Cost-based optimisation is heuristic, and is dependent on accurate statistics. As query complexity goes up the heuristics can produce incorrect plans, which can potentially be wildly inefficient.

Query hints can be used in this situation to force certain strategies in the query plan, such as a type of join. For example, on a query that usually returns very small result sets you may wish to force a nested loops join. You may also wish to force a certain join order of tables.

O/R mappers (or any tool that generates SQL) generates its own query, which will typically not have hinting information. In the case that this query runs inefficiently you have limited options, some of which are:

  • Examine the indexing on the tables. Possibly you can add an index. Some systems (recent versions of Oracle for example) allow you index joins across more than one table.

  • Some database management systems (again, Oracle comes to mind) allow you to manually associate a query plan with a specific query string. Query plans are cached by a hash value of the query. If the queries are paramaterised the base query string is constant and will resolve to the same hash value.

  • As a last resort, you can modify the database schema, but this is only possible if you control the application.

If you control the SQL you can hint queries. In practice it's fairly uncommon to actually need to do this. A more common failure mode on O/R mappers with complex database schemas is they can make it difficult to express complex query predicates or do complex operations over large bodies of data.
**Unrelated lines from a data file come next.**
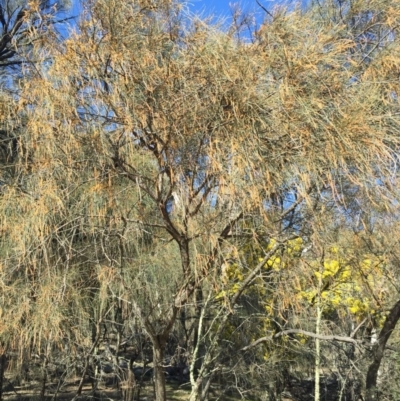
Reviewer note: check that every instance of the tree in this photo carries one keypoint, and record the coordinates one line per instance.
(155, 148)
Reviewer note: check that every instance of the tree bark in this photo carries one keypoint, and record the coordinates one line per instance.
(3, 366)
(159, 377)
(378, 351)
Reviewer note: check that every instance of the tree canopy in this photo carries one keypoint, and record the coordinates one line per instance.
(165, 178)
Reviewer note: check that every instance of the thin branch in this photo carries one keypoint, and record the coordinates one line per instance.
(262, 340)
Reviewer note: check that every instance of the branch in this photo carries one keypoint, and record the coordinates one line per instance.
(303, 332)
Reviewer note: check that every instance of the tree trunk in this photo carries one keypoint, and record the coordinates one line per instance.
(159, 377)
(378, 350)
(3, 366)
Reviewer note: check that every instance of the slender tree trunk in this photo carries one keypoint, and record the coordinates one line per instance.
(317, 340)
(159, 377)
(3, 366)
(378, 351)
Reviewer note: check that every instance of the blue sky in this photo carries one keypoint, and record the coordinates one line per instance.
(208, 7)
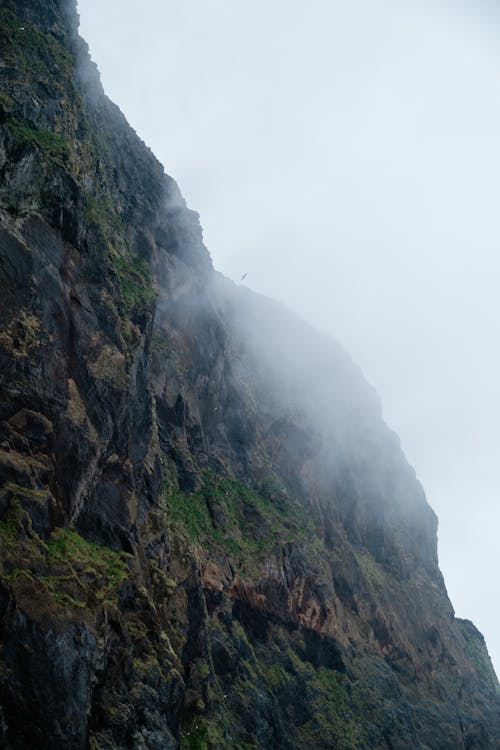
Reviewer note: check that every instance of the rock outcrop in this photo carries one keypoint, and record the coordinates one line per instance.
(208, 536)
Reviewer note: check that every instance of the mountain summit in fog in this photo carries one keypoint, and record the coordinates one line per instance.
(209, 538)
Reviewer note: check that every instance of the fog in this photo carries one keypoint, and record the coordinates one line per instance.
(346, 157)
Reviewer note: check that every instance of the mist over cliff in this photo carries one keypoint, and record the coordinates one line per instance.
(208, 536)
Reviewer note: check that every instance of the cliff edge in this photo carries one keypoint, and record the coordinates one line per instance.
(208, 536)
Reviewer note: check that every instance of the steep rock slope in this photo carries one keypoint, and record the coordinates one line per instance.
(208, 537)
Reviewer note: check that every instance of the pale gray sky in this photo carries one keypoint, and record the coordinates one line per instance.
(347, 157)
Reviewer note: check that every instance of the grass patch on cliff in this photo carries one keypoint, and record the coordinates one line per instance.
(243, 523)
(65, 569)
(53, 145)
(137, 291)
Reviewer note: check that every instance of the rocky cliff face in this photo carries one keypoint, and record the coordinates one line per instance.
(208, 537)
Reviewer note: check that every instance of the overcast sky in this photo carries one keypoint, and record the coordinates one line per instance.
(346, 155)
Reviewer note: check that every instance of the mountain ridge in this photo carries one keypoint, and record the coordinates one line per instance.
(202, 543)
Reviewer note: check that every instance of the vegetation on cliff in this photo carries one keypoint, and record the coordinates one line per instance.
(199, 545)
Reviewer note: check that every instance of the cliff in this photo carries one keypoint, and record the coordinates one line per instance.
(208, 536)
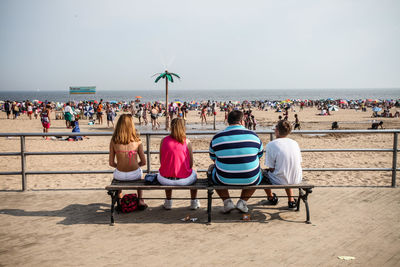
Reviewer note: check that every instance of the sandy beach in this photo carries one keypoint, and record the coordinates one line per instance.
(61, 221)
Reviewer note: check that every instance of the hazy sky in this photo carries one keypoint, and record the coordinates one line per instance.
(226, 44)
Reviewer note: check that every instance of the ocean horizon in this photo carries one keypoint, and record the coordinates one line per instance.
(204, 95)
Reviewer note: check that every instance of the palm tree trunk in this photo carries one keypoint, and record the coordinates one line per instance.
(166, 105)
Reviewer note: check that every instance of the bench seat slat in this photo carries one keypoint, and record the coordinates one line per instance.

I tend to advocate using the O/R mapper for the 98% of work that it's suited for and dropping to stored procedures where they are the appropriate solution. If you really need to hint a query than this might be the appropriate strategy. Unless there is something unusual about your application (for example some sort of DSS) you should only need to escape from the O/R mapper on a minority of situations. You might also find (again, an example would be DSS tools working with the data in aggregate) that an O/R mapper is not really the appropriate strategy for the application.

ConcernedOfTunbridgeWells
A: 

There is no such thing as "optimized SQL code", because SQL code is never executed.

SQL code is translated into an execution plan by the Optimizer. The Optimizer will use the information it has to choose (among other things).

  • the order in which tables are involved
  • the join method for each involved table (nested/merge/hash)
  • how to access a table's data (direct table access/ index with bookmark lookup/direct index access) (scan/seek)
  • should parallelism be used, and when to end parallelism (gather streams)

Query hints allow a programmer to over-ride (in most cases) or suggest politely (in other cases) the optimizer's choices.

Query hints can let you force off parallelism, force all joins to be implemented as nested loop, force one index to be used over another... as a few examples.

Since the optimizer is really good, if one over-rides the optimizer, one is generally asking for a non-optimal plan. Query hints are best served when the optimizer does not have the required information to make a good choice.

One place I use query hints is for table variables. Table variables are assumed to have 0 rows by the Optimizer, and so the Optimizer always joins table variables using nested loop (the best join implementation for small numbers of rows). If I have a large table variable - already ordered in a favorable way for merge join, I can specify a merge join be used by applying a query hint.